The Bauls of Bengal album cover
In the Big Pink album, Sudhananda Das sang two songs, ‘Joley Nei Machh Jongole, Machh Dhorechi Chhera Kon Jaaley’ and ‘Dhonyo Ramoni Janambhumi’, Luxman Das sang ‘Ki Diye Pujibo Hari Charono Tomar’, while Hare Krishna Das sang a bhatiyali, ‘Thakle Par-ghatate Tumi Parer Naiya’. Purna Das’ 9-minute rendition of ‘Hari Bolo Moyna Pakhi’ was a masterpiece.
By 1969, Baul songs seemed to have gained quite a significant interest in the West, as the London-based Allen & Unwin published a collection of 204 baul songs, translated by Bengali ethnomusicologist and recordist Deben Bhattacharya.
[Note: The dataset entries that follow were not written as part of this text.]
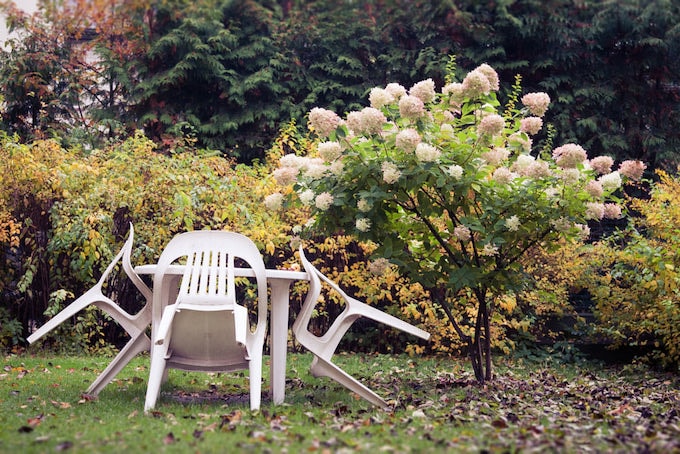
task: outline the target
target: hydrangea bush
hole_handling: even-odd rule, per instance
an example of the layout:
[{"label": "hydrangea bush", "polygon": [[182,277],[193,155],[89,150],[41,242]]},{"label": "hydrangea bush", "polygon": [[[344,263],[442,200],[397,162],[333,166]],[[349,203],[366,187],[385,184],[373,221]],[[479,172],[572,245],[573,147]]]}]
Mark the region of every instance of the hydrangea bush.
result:
[{"label": "hydrangea bush", "polygon": [[[586,238],[588,221],[622,216],[616,193],[645,168],[627,161],[614,170],[610,157],[589,159],[573,143],[553,148],[550,128],[538,147],[549,96],[521,96],[518,78],[501,107],[499,88],[483,64],[439,91],[431,79],[408,90],[374,88],[370,106],[344,118],[314,108],[315,152],[281,157],[274,171],[281,192],[265,201],[271,209],[309,207],[302,232],[376,243],[378,256],[431,290],[480,381],[492,378],[495,298],[525,279],[519,259],[537,246]],[[453,310],[461,292],[475,301],[473,311]]]}]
The same year, independent filmmaker Howard Alk, a prominent figure of New York counterculture, had left for West Bengal to shoot a documentary on the bauls.
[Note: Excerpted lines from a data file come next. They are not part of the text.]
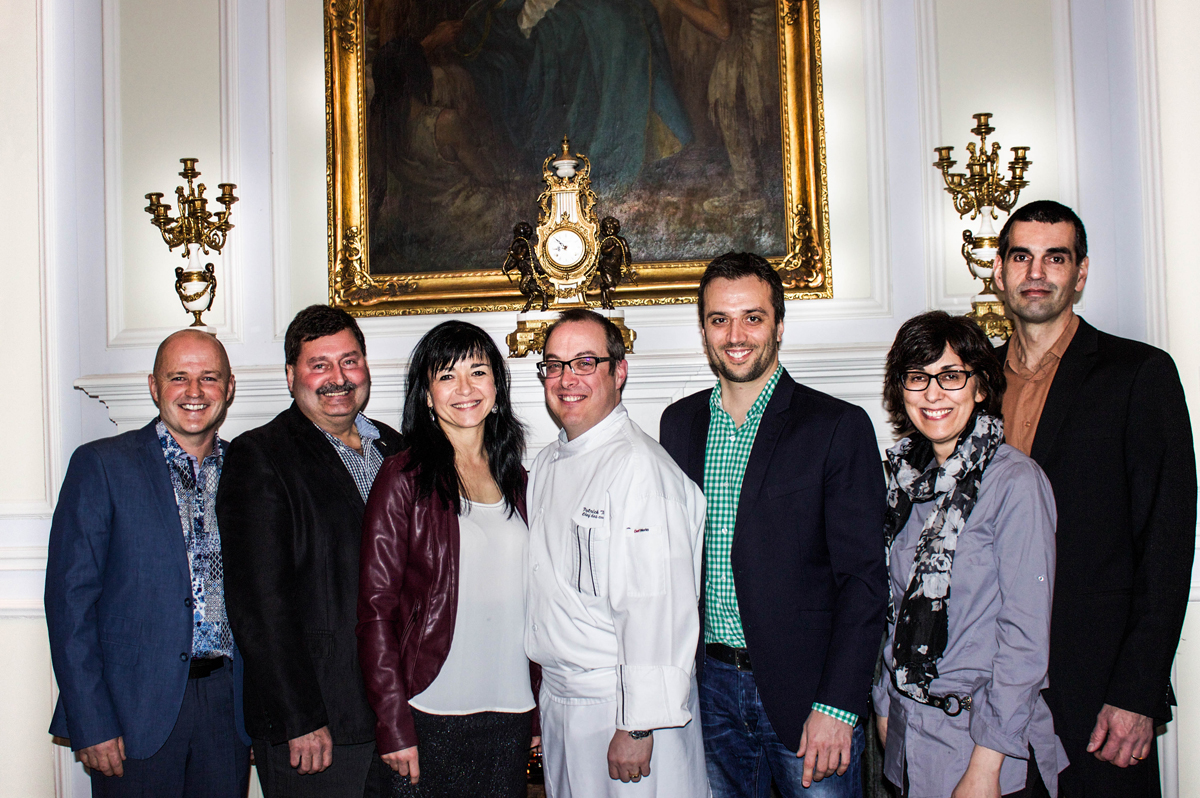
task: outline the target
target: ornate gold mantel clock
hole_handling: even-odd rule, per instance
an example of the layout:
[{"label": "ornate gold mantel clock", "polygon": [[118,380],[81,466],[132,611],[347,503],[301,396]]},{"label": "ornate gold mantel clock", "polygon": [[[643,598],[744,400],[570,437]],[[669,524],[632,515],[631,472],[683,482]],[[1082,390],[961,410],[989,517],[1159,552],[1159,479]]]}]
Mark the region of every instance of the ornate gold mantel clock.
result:
[{"label": "ornate gold mantel clock", "polygon": [[[508,335],[512,357],[541,352],[546,328],[561,311],[589,307],[589,291],[599,292],[598,312],[620,328],[626,349],[633,351],[637,334],[625,326],[624,311],[612,301],[612,291],[633,278],[629,245],[616,219],[596,220],[591,171],[591,162],[580,153],[572,155],[564,136],[562,150],[542,163],[546,190],[538,197],[537,229],[528,222],[513,228],[504,273],[510,279],[516,275],[526,302],[517,315],[517,329]],[[539,310],[533,310],[535,304]]]}]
So, when Asoke Fakir assembled another team of baul singers to tour the US, involving Aparna Devi, Prahlad Brahmachari, Gopal Chatterjee, Poritosh Roy and Hena Lalita, journalist Donovan Bess wrote in the Rolling Stone magazine’s issue dated March 19, 1970: “The Bauls are moving in from India again, and they’ve come at a time when America needs them most; for a good many of our younger natives have hair longer than the average Baul’s and are wandering in restless, mystic searching disguised as acid-rock.”
Amidst the West’s growing interest in their lives and music came a third record for Purna Das’ group, in 1971, titled ‘Indian Street Music: Bauls of Bengal’, released by the New York-based Nonesuch Records. It had Hare Krishna’s O Gariyal Bhai, Sudhananda’s Moner Kotha Bolibar Agey Ankhi Jay Jhore and Luxman Das’s Mon Amar Shajo Prokriti on one side, and on other was three by Purna Das – ‘Teen Gorbhe Achhe Ek Chhele’, ‘Chor Porechhe Babur Baganey’ and ‘Anonde Harinaam Gao’.
Jiban Krishna never sang, he played the tabla and the harmonium alternately in all three albums.
Alk’s documentary, named ‘Luxman Baul’s Movie’ and produced by Sally Grossman, was released in the US in 1971.
Purna Das was already the biggest name among baul singers in Bengal. He had moved into Kolkata from their Birbhum residence in the 1960s in search of better opportunities in music. He performed at the World Youth Festival in Helsinki in 1962 and St. Petersburg, Russia, in 1966. But the US trip literally made him world-famous, as he stood apart from the rest. He was easily picked as the best of them.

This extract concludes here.